Re: UTF-8 reg tags...

From: Francois Yergeau (
Date: Mon Sep 16 1996 - 14:35:22 EDT

À 09:22 16-09-96 -0400, Glenn Adams a écrit :
>(1) the designation "UTF-8" does not designate a coded character set (i.e.,
>a repertoire and its code set); rather it designates only a transformation
>method that could potentially be used with arbitrary CCSs.

Not so. This issue was raised long ago on the ISO10646 list, and it turned
out that the proper expansion of "UTF-8" is "UCS Transformation Format 8"
(see ISO 10646 amendment 2), which correctly identifies the code set as well
as the encoding. If you want to use the UTF-8 algorithm to encode some
other CCS, *then* you need another MIME tag.

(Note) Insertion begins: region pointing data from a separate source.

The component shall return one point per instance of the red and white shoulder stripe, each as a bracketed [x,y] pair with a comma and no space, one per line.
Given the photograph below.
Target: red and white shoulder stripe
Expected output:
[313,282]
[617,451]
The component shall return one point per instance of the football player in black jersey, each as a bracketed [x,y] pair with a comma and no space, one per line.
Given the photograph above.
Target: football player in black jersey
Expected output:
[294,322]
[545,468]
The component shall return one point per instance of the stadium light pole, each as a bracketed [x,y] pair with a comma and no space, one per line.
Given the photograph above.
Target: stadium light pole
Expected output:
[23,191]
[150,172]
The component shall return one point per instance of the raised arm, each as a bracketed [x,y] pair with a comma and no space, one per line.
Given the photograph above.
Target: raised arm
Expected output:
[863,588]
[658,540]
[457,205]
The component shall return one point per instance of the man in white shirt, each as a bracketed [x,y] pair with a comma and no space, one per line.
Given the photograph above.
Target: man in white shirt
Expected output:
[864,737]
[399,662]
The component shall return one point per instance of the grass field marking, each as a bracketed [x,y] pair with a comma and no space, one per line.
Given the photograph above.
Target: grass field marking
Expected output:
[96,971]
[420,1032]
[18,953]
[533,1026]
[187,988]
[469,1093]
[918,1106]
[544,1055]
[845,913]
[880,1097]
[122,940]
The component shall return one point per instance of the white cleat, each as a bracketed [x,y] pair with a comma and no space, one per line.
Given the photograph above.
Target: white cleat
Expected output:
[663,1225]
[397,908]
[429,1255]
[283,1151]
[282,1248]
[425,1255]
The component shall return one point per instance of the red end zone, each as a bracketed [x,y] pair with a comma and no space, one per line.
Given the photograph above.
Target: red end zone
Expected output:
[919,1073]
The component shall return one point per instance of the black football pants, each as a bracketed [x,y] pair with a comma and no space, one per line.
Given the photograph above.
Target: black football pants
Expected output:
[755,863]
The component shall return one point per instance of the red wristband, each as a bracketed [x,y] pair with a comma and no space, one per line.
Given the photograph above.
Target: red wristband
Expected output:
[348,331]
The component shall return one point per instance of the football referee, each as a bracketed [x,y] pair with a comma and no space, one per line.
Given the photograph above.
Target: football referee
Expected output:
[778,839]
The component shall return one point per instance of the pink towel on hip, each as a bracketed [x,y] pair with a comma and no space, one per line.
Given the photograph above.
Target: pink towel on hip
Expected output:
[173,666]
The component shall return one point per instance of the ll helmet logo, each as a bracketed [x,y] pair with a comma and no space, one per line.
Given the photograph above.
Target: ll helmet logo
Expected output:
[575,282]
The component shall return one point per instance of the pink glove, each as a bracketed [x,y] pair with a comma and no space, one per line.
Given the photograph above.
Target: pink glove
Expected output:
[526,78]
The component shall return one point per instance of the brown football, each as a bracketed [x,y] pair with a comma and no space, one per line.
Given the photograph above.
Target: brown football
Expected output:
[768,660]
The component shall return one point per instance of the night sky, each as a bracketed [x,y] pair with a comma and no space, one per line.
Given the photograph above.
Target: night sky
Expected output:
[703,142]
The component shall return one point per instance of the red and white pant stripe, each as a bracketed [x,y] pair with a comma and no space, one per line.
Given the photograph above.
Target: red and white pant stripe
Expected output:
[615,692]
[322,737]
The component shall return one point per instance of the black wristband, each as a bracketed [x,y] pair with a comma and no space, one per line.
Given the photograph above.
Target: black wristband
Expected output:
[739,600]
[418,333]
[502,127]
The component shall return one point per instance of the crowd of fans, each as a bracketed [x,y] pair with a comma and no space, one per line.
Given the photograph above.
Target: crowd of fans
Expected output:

>(2) the designation "UTF-8" is inconsistent with currently specified
>designations. See my previous message.

See my previous reply, this is an extremely weak argument. What is to be
gained by maintaining this consistency?

>>Has a case been made for
>>the need of a version number in the MIME tag(s)?
>If it weren't for the incompatible changes between UC 1.0 and UC 1.1 (removal
>of Tibetan and reassignment of other chars to obtain the merger with 10646)
>and the changes between UC 1.1 and UC 2.0 (reassignment of Korean Hangul), then
>version designation would not be a significant issue. The UTC will *strongly*
>oppose any further incompatible changes; however, we have to deal with history
>as it stands.

1.0 is irrelevant to the Internet, of historical interest only; there is not
even a registration for it.

>>Is it based on the change
>>to the Korean encoding? If so, does the UTC consider this incompatible
>>change to be a serious problem in practice?
>Yes, the UTC considers UC 2.0 to be an incompatible change to UC 1.1; thus
>the need for a version designation.

That was not the question, we all know that the Hangul reassignment was an
incompatible change. At issue is whether this matters *in practice*.

The idea behind "UTF-8" is not to save a few bytes from "UNICODE-X-X-UTF-8"
or "ISO-10646-UTF-8", but is the result of some forward thinking.

Let's make 3 assumptions:
 1) There will be new versions of Unicode;
 2) There will be no further incompatible changes;
 3) Software will not be upgraded instantly.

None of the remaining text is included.